Following the prescribed home exercise regimen correctly helps achieve a long lasting result.
In such a case, you can return to your referring doctor to discuss the pain that has returned. The doctor will decide whether to send you back right away to Physiotherapy or to request for a report on your previous treatment before deciding on the next course of action.
The goal of physical therapy is to reduce pain and improve function but there are exceptional cases/techniques that may elicit more pain. Examples of these exceptional cases include treatment of frozen shoulder, post-operative rehabilitation of the knee. The resulting pain during these treatments occurs as the physiotherapist tries to restore full range of motion in these joints. In some other cases, provocation tests are required to rule-in/out some conditions such as peripheral sensitisation, complex regional pain syndrome, nerve entrapment tests, tests for lower back pain etc.
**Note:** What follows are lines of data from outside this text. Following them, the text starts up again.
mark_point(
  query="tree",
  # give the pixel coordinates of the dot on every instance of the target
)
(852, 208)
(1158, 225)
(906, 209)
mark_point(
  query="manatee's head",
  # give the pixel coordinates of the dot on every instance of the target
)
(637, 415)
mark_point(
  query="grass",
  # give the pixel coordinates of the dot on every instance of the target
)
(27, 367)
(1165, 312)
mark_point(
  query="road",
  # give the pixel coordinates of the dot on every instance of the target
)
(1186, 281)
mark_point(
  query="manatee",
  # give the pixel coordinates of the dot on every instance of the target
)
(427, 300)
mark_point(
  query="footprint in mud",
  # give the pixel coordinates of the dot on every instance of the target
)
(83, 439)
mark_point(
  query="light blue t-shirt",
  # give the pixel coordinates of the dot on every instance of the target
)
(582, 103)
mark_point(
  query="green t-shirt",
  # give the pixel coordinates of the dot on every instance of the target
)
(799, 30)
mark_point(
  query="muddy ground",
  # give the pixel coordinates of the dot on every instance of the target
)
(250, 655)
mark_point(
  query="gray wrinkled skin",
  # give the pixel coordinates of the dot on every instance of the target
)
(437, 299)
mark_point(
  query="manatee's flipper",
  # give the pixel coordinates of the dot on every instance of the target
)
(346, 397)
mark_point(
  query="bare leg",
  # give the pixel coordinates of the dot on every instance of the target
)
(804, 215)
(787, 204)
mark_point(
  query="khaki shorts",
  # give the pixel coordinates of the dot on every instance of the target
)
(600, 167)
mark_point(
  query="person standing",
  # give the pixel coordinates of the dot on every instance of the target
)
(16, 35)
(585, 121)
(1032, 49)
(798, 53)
For this reason, physiotherapy treatment is adapted as it progressed based on each individual's response to ensure that there is rarely pain save for the exceptional cases.
There is a wide variety of treatment methods used in physiotherapy but we are listing a few of those here:
- manual therapy
- range of motion exercises (active, active assisted and passive)
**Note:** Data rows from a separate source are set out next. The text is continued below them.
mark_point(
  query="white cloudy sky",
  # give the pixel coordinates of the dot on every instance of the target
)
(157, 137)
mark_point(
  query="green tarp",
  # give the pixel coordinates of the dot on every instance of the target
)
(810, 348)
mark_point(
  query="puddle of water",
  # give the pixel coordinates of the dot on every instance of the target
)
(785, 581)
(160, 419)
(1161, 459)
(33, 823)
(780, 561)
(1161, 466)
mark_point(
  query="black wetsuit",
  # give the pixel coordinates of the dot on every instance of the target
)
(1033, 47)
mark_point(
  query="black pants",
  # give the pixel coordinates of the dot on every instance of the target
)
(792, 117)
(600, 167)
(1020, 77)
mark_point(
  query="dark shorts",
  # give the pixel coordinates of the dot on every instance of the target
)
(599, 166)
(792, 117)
- proprioceptive neuromuscular facilitation
- suspension therapy
- gait training
- soft tissues mobilization (including all forms of massage)
- electrical stimulation (TENS, interferential current etc.)
- Balneotherapy and much more
Massage therapy as the name implies is purely focused on soft tissue mobilisation mostly aimed at relaxation (but in certain cases therapeutic) whereas physiotherapy is a much more holistic approach to solving musculoskeletal problems. Physiotherapist use massage as one of many treatment approaches when necessary to treating musculoskeletal conditions but that does not mean that they are massage therapists.
Chiropractic care focuses mostly on solving joint and soft tissue limitations. They approach these using joint manipulation, traction, and massage. Some patients may see both a chiropractor and a physiotherapist at the same time, and the overlap in their approaches may yield better for these patients.
There are many Physiotherapists with chiropractor degree and vice versa, thus depending on the condition your doctor might make some recommendations.